This book explores how, in the early modern world, Tamil textiles became a globally traded commodity, and in being circulated across the seas and oceans came to be consumed by a wide variety of societies in Asia, Europe, Africa and America. The author elucidates how global diffusion of woven, painted, printed, and dyed cotton textiles occurred mainly because of the skills of Tamil weavers and dyers, and depended in large measure on consumer choices, fashion, aesthetics, social hierarchies besides the political and the economic situation in the areas of trade. The officers of the East India Companies and missionaries investigated into the techniques of printing and dyeing and found them to be considerably more sophisticated than in Europe.

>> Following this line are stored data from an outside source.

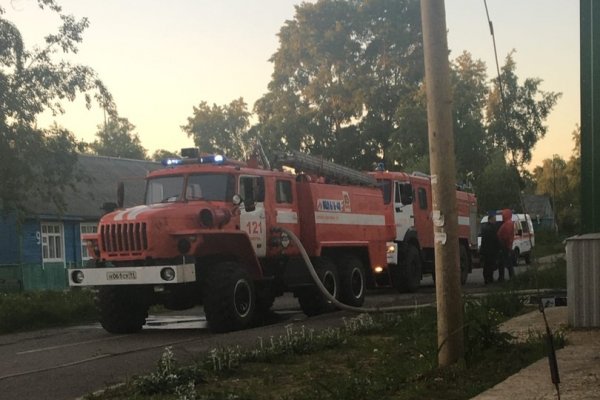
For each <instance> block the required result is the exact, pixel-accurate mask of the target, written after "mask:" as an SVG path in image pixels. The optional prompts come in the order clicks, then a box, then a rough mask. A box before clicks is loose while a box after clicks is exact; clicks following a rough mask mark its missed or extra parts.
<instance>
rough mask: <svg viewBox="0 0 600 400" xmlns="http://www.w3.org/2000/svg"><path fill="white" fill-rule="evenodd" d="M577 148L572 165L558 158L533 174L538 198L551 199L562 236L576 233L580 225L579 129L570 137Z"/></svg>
mask: <svg viewBox="0 0 600 400" xmlns="http://www.w3.org/2000/svg"><path fill="white" fill-rule="evenodd" d="M571 135H572V137H573V141H574V142H575V146H574V149H573V155H572V156H571V158H570V159H569V161H565V160H564V159H563V158H561V157H560V156H558V155H556V154H555V155H554V156H553V157H552V158H551V159H550V158H548V159H545V160H544V161H543V162H542V165H541V166H537V167H535V169H534V170H533V174H534V178H535V182H536V190H535V192H536V194H542V195H547V196H549V197H550V198H551V199H552V208H553V209H554V216H555V218H556V221H555V223H556V224H557V225H558V228H559V230H560V231H561V232H566V233H576V232H577V229H578V227H579V224H580V207H581V206H580V205H581V201H580V199H581V192H580V190H581V164H580V154H581V153H580V128H579V126H577V127H576V128H575V130H574V131H573V133H572V134H571Z"/></svg>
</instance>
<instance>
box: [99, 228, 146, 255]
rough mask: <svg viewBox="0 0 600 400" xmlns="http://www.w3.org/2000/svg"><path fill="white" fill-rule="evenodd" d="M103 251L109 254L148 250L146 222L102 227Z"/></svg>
mask: <svg viewBox="0 0 600 400" xmlns="http://www.w3.org/2000/svg"><path fill="white" fill-rule="evenodd" d="M100 235H101V236H102V251H106V252H108V253H116V252H119V253H122V252H139V251H143V250H147V249H148V236H147V235H146V224H145V223H144V222H131V223H119V224H106V225H102V226H101V227H100Z"/></svg>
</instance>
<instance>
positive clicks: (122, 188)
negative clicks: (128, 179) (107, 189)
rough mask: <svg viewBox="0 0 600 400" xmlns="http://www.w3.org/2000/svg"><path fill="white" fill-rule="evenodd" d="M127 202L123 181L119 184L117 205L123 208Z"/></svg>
mask: <svg viewBox="0 0 600 400" xmlns="http://www.w3.org/2000/svg"><path fill="white" fill-rule="evenodd" d="M123 204H125V184H124V183H123V182H122V181H121V182H119V183H118V184H117V207H119V208H123Z"/></svg>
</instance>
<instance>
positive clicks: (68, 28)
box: [0, 0, 115, 213]
mask: <svg viewBox="0 0 600 400" xmlns="http://www.w3.org/2000/svg"><path fill="white" fill-rule="evenodd" d="M38 4H39V6H40V7H41V8H43V9H47V10H48V11H49V12H54V13H57V14H58V15H59V16H60V18H61V21H62V24H61V26H60V27H59V28H58V31H57V33H55V34H49V35H47V36H46V37H45V46H44V47H41V48H37V47H36V48H33V49H31V50H30V49H28V48H27V47H26V45H25V43H24V42H23V38H22V36H21V32H20V31H19V29H18V27H17V26H16V25H15V24H13V23H12V22H10V21H9V20H8V19H6V18H5V15H6V11H5V9H4V8H3V7H2V6H0V182H2V190H0V211H2V212H3V213H8V212H11V211H19V212H23V211H25V209H26V206H27V199H28V198H30V197H32V196H34V197H41V198H42V199H43V200H44V201H48V202H54V203H55V204H56V205H57V206H58V207H62V206H64V204H63V201H62V195H61V193H62V191H63V189H64V187H65V186H66V185H69V183H70V182H73V180H74V179H75V173H74V170H73V168H74V165H75V162H76V160H77V157H76V150H77V143H76V140H75V138H74V137H73V135H72V134H71V133H70V132H68V131H66V130H64V129H61V128H58V127H56V126H55V127H52V128H50V129H40V128H38V127H37V124H36V121H37V117H38V115H39V114H40V113H42V112H44V111H48V110H49V111H51V112H53V113H54V114H60V113H63V112H64V110H63V107H62V103H61V101H62V100H73V99H75V98H76V96H77V95H78V94H83V96H84V99H85V101H86V104H87V105H88V106H90V105H91V101H92V97H95V98H96V100H97V101H98V102H99V104H100V105H101V106H102V107H104V108H105V109H106V110H107V111H108V112H109V113H111V114H113V113H114V109H115V107H114V104H113V101H112V97H111V96H110V94H109V93H108V91H107V90H106V88H105V87H104V85H103V84H102V82H101V81H100V79H99V78H98V76H97V74H96V72H95V71H94V70H93V69H91V68H90V67H87V66H84V65H77V64H73V63H71V62H68V61H65V60H62V59H60V58H59V55H60V54H68V53H77V49H78V47H77V46H78V44H79V43H80V42H81V41H82V34H83V31H84V30H85V28H87V26H88V21H87V19H85V18H83V19H81V20H76V19H75V18H74V17H73V16H70V15H65V14H63V13H62V10H61V8H60V6H58V4H56V3H55V2H54V1H53V0H38Z"/></svg>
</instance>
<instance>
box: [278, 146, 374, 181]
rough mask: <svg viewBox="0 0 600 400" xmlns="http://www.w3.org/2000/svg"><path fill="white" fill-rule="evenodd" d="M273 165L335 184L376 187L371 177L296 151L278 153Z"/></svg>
mask: <svg viewBox="0 0 600 400" xmlns="http://www.w3.org/2000/svg"><path fill="white" fill-rule="evenodd" d="M273 164H276V165H279V166H283V165H285V166H287V167H292V168H294V169H296V170H297V172H301V171H303V172H307V173H312V174H317V175H321V176H324V177H325V178H328V179H330V180H332V181H335V182H337V183H342V184H352V185H363V186H377V180H376V179H375V178H373V177H372V176H369V175H367V174H365V173H363V172H360V171H356V170H354V169H352V168H348V167H344V166H342V165H338V164H335V163H333V162H331V161H327V160H325V159H323V158H322V157H315V156H311V155H308V154H303V153H301V152H299V151H296V150H291V151H289V152H286V153H278V154H277V155H276V158H275V161H274V162H273Z"/></svg>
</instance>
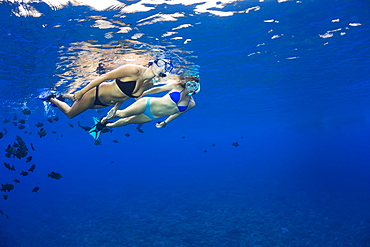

The resultant exchange of technical and technological knowledge of textile production from the Tamil coast to Europe shaped clothing trends and taste as well as prompted innovations. The long-term economic history of the Tamil region as examined through the lens of textiles has been traced in this volume with an extensive and quantitative analysis of the types of textiles traded. The author addresses topics concerning the movement of precious metals, the process of monetization, aspects of business organization, techniques, and the struggle between the Portuguese, Dutch, English, French, Armenians, Tamil, and Telugu traders.
Being Braudelian in approach, this study breaks new ground by looking at changes and continuities in the Tamil textile economy, society and technology as an integral phenomenon, a process directing itself to a totality, thus rescuing history from becoming region or nation-centric and instead, elevating its status to the global.